Peu d’airs ou d’oeuvres connus, à l’exception notable du Stabat Mater de Vivaldi (la prochaine sortie discographique ?). Rien qui permette de le comparer à ses aînés.

Le timbre, légèrement voilé, est séduisant, et pourtant une certaine monotonie s’installe, comme si le chanteur semblait plus soucieux de se montrer à son avantage que de restituer les affects des partitions qu’il interprète. Sentiment particulièrement évident dans le Stabat Mater de Vivaldi chanté recto tono. Quand on a, comme moi, dans l’oreille, au choix Aafje Heinis, Nathalie Stutzmann, Sara Mingardo ou Gérard Lesne

le compte n’y est pas.

 

On souhaite à Jakub Jozef Orlinski de ne pas succomber aux griseries de la célébrité, aux tentations du marketing, et d’approfondir son art. Il en a le talent.

À la question plus générale posée par le titre de ce billet, j’ai déjà répondu à maintes reprises. Si le talent n’attend pas le nombre des années (cf.
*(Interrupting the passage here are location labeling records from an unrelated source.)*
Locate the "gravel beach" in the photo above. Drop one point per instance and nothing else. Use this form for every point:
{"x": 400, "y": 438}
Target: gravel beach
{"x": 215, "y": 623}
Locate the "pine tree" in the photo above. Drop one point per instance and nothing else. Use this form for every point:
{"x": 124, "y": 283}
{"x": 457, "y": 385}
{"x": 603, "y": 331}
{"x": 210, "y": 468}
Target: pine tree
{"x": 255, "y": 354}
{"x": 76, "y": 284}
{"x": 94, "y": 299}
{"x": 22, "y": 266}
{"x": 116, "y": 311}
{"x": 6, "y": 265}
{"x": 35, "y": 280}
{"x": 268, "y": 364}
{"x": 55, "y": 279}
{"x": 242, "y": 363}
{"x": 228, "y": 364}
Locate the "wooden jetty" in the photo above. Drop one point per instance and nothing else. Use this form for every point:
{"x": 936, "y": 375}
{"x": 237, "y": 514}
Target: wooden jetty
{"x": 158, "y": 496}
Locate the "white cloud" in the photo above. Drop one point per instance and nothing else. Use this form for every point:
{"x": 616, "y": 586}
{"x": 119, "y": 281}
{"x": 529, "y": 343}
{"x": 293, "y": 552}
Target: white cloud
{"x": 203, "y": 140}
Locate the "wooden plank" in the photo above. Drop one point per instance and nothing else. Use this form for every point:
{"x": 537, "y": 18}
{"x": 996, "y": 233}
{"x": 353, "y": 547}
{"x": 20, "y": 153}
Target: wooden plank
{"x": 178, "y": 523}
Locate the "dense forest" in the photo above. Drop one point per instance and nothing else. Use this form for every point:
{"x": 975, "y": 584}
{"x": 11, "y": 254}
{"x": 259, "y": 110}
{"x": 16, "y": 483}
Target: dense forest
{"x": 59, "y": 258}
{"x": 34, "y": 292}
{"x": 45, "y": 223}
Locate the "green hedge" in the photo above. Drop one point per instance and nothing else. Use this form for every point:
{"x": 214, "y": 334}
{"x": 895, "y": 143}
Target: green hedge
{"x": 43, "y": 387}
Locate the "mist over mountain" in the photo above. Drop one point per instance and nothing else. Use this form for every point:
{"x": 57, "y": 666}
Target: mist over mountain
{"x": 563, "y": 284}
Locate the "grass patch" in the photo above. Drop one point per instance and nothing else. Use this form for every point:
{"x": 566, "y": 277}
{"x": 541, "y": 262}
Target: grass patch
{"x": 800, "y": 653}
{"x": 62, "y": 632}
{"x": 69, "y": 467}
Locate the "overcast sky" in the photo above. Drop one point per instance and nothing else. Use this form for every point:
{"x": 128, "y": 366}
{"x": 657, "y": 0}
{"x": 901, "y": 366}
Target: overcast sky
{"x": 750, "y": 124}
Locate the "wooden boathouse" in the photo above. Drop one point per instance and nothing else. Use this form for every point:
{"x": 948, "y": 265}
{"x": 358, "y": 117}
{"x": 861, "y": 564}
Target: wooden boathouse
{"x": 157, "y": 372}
Alexandre Kantorow) –preuve en est encore faite cet été dans la programmation du Festival Radio France (www.lefestival.eu), les artistes authentiques savent que la jeunesse et la beauté sont des états tout aussi passagers que l’intérêt des médias pour eux.

*Salut à l’ami Frédéric qui a décidé de réduire un peu la voilure, après 27 ans de présence quotidienne sur France Inter et sur France Musiqueet qu’on retrouvera à la rentrée chaque dimanche à 14 h.